Il contadino mise la chiave nella toppa, prese la campanella a sinistra, la tirò a sè e col ginocchio pigiò l’altra imposta. L’uscio si apri cigolando, ed entrammo.

L’aria tetra del grande stanzone faceva uno strano contrasto coll’azzurro del cielo e colle balze, dorate dal sole, che si vedevano dalle due finestre aperte nella parete di faccia all’entratura, le quali finestre come due quadri luminosi spiccavano sul fondo scuro.
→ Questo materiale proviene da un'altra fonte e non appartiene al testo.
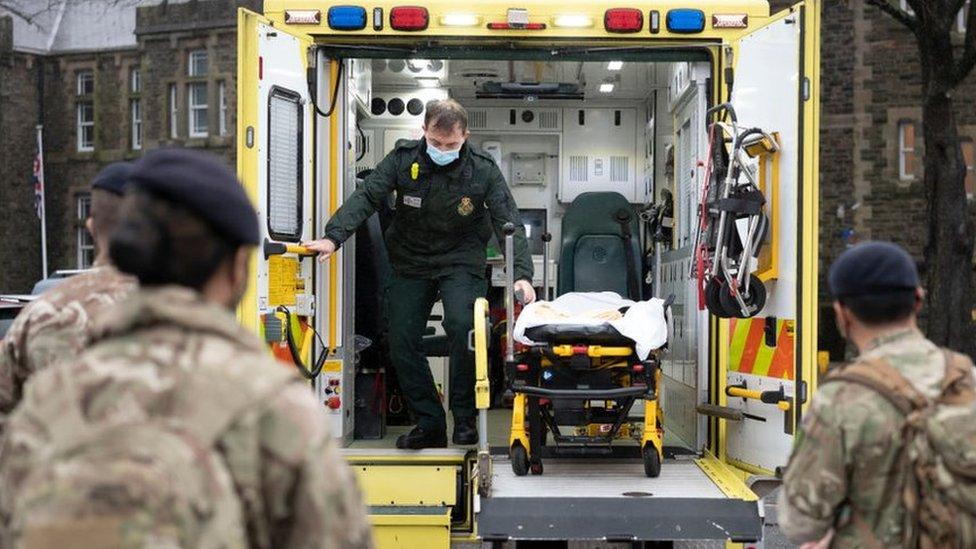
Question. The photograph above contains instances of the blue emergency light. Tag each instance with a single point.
(347, 18)
(686, 21)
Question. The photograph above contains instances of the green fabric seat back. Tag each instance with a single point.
(593, 252)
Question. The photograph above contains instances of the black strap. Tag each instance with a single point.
(623, 217)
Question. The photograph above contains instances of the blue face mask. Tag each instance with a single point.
(442, 158)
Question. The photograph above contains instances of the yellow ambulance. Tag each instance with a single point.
(569, 97)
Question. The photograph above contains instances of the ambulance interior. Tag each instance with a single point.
(557, 129)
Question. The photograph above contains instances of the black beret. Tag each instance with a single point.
(113, 178)
(873, 268)
(204, 185)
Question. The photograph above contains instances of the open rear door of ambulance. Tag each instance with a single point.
(775, 87)
(274, 161)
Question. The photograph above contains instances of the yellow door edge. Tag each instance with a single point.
(731, 483)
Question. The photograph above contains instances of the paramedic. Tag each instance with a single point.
(845, 476)
(220, 445)
(450, 197)
(58, 324)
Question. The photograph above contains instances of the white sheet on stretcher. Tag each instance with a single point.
(644, 321)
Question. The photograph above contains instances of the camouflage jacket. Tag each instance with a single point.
(55, 326)
(843, 473)
(165, 353)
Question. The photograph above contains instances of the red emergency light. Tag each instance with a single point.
(623, 20)
(409, 18)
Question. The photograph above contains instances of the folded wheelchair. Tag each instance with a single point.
(576, 386)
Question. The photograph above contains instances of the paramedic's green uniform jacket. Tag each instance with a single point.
(444, 218)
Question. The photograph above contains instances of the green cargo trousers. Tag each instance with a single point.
(410, 301)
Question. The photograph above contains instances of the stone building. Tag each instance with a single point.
(106, 82)
(109, 84)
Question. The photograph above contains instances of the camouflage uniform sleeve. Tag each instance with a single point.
(312, 497)
(503, 209)
(815, 483)
(363, 201)
(12, 368)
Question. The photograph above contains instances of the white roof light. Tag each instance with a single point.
(460, 20)
(573, 21)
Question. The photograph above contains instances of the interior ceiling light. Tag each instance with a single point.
(428, 81)
(573, 21)
(460, 20)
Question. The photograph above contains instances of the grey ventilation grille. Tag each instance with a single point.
(619, 169)
(549, 120)
(478, 119)
(578, 168)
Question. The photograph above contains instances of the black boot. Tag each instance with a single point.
(419, 438)
(465, 432)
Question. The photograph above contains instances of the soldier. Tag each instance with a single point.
(57, 325)
(450, 197)
(176, 428)
(843, 482)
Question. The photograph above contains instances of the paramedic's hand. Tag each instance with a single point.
(528, 292)
(324, 247)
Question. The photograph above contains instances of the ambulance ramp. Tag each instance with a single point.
(612, 500)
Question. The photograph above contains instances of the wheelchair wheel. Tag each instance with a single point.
(755, 300)
(652, 461)
(520, 460)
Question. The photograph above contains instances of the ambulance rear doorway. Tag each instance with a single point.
(559, 124)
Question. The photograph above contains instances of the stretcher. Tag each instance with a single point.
(580, 364)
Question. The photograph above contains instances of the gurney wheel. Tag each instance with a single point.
(520, 460)
(536, 467)
(754, 301)
(652, 461)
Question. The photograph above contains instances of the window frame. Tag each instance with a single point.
(135, 118)
(81, 125)
(174, 112)
(904, 175)
(278, 91)
(192, 108)
(222, 108)
(84, 242)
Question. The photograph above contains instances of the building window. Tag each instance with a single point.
(86, 126)
(969, 157)
(85, 110)
(85, 243)
(136, 115)
(197, 101)
(222, 102)
(196, 93)
(135, 81)
(906, 151)
(197, 65)
(174, 112)
(86, 83)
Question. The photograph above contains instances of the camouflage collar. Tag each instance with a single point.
(174, 306)
(892, 337)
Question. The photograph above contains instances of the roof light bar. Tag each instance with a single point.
(686, 21)
(303, 17)
(623, 20)
(409, 18)
(460, 20)
(730, 21)
(347, 18)
(572, 21)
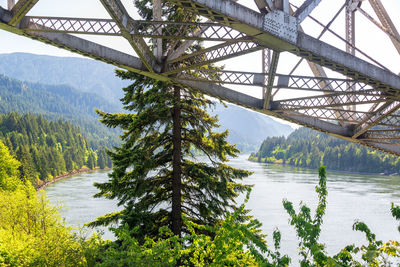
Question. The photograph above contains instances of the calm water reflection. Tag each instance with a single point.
(351, 196)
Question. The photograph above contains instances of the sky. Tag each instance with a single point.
(368, 37)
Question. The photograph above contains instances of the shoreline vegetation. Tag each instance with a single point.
(69, 175)
(307, 148)
(279, 162)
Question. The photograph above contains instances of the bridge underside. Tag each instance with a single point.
(358, 101)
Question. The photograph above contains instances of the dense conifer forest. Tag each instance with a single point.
(59, 101)
(311, 149)
(47, 149)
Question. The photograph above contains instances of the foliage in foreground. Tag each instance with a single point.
(31, 231)
(313, 253)
(157, 179)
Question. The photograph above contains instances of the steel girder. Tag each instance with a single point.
(332, 107)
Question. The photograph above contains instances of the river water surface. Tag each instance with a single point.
(351, 197)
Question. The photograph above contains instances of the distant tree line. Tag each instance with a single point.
(312, 149)
(47, 149)
(59, 101)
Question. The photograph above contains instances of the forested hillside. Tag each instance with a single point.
(47, 149)
(55, 102)
(247, 129)
(85, 75)
(89, 84)
(309, 148)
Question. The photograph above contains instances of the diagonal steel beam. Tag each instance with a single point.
(265, 5)
(253, 24)
(20, 9)
(81, 46)
(386, 21)
(271, 79)
(210, 55)
(119, 14)
(71, 25)
(324, 101)
(305, 9)
(223, 77)
(10, 4)
(370, 121)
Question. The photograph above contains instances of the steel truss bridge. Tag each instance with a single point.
(349, 94)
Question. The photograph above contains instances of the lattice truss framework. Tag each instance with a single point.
(349, 94)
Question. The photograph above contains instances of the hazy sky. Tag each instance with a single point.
(368, 37)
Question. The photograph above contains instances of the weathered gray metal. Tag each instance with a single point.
(361, 108)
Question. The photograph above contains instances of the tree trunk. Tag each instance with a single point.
(176, 213)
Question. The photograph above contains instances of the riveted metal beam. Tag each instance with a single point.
(121, 17)
(305, 9)
(20, 9)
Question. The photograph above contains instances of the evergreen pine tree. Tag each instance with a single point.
(156, 177)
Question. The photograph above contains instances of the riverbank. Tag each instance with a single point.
(67, 175)
(280, 162)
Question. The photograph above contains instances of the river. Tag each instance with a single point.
(351, 196)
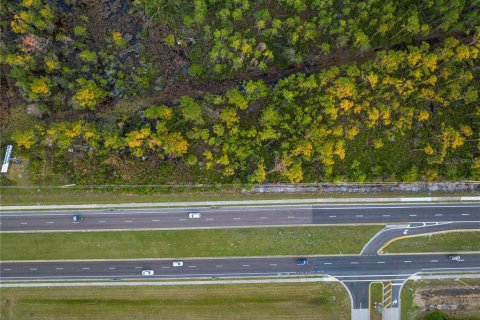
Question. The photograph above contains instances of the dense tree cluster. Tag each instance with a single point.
(57, 64)
(243, 35)
(404, 115)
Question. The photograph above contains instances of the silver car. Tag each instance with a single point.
(148, 272)
(194, 215)
(177, 263)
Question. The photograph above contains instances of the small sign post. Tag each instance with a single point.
(6, 159)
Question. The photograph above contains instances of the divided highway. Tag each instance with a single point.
(349, 268)
(356, 272)
(211, 217)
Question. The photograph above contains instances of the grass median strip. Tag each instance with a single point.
(452, 298)
(252, 301)
(440, 242)
(186, 243)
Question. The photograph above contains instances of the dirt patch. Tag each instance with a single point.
(460, 301)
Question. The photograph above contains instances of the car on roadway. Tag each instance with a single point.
(77, 218)
(194, 215)
(177, 263)
(148, 272)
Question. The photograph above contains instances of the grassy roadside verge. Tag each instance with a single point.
(252, 301)
(417, 295)
(56, 195)
(186, 243)
(441, 242)
(376, 296)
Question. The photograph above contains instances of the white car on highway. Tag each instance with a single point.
(148, 272)
(194, 215)
(177, 263)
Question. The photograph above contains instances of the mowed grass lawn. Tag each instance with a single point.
(185, 243)
(441, 242)
(253, 301)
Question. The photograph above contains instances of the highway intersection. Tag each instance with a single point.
(356, 272)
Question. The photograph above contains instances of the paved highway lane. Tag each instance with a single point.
(165, 218)
(345, 268)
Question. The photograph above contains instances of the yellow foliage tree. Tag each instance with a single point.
(25, 139)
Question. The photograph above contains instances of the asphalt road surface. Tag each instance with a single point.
(351, 268)
(165, 218)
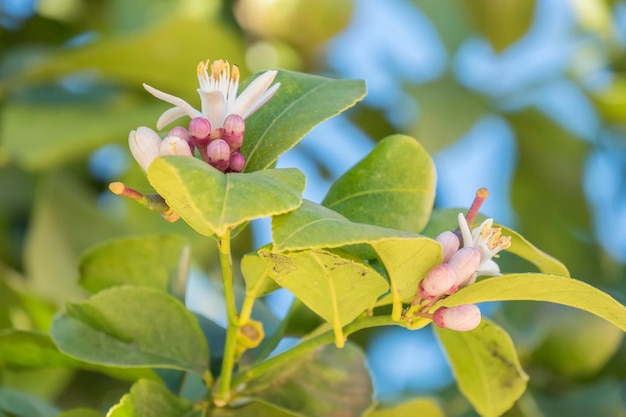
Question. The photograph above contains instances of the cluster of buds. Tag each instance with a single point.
(467, 254)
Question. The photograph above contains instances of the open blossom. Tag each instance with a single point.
(488, 240)
(218, 94)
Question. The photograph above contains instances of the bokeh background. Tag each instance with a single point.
(524, 97)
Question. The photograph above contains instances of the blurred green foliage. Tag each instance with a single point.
(70, 82)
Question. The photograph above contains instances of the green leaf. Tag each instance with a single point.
(486, 367)
(446, 219)
(324, 382)
(301, 102)
(149, 398)
(542, 287)
(336, 287)
(212, 202)
(21, 348)
(393, 186)
(422, 407)
(19, 404)
(406, 262)
(129, 326)
(159, 262)
(314, 226)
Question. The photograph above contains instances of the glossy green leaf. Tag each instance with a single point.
(486, 367)
(116, 327)
(422, 407)
(19, 404)
(21, 348)
(324, 382)
(212, 202)
(393, 186)
(406, 262)
(159, 262)
(149, 398)
(543, 287)
(337, 287)
(301, 102)
(255, 274)
(446, 219)
(315, 226)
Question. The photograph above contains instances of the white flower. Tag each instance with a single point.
(488, 240)
(218, 94)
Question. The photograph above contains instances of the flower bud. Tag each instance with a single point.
(465, 262)
(233, 130)
(173, 145)
(218, 154)
(450, 243)
(200, 131)
(237, 162)
(461, 318)
(180, 132)
(144, 145)
(439, 280)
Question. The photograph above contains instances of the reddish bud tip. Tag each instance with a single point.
(461, 318)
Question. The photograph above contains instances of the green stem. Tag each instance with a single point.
(306, 345)
(222, 396)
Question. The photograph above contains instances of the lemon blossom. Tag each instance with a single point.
(218, 94)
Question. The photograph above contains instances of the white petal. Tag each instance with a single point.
(253, 93)
(144, 145)
(213, 107)
(465, 232)
(176, 101)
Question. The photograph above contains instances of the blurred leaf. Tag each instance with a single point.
(65, 132)
(393, 186)
(501, 22)
(422, 407)
(301, 102)
(578, 345)
(542, 287)
(325, 382)
(28, 349)
(314, 226)
(159, 262)
(547, 192)
(116, 327)
(211, 202)
(485, 366)
(19, 404)
(149, 398)
(334, 285)
(441, 102)
(156, 56)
Il pavimento era tutto sconnesso, mancavano dei mattoni interi; il soffitto di cipresso alla veneziana era diventato quasi nero per l’antichità. Nelle due pareti laterali due porte senza imposte, ma coi pietrami dalle eleganti modinature; a sinistra un monte di fieno, nel quale, a star fermi un momento, si sentivano razzolare i topi; accosto ai muri gli avanzi tarlati di cinque o sei seggioloni, coperti di cuoio rosso stampato a dorature, del quale appena qualche brandello accartocciato rimaneva trattenuto dai grossi bullettoni: appese alle pareti alcune cornici sconquassate e polverose con certi pezzi di cencio nero, ultimo avanzo di ritratti. L’insieme di quella stanza era lugubre. Il vecchio Pippo era accosto a me colle mani sui fianchi.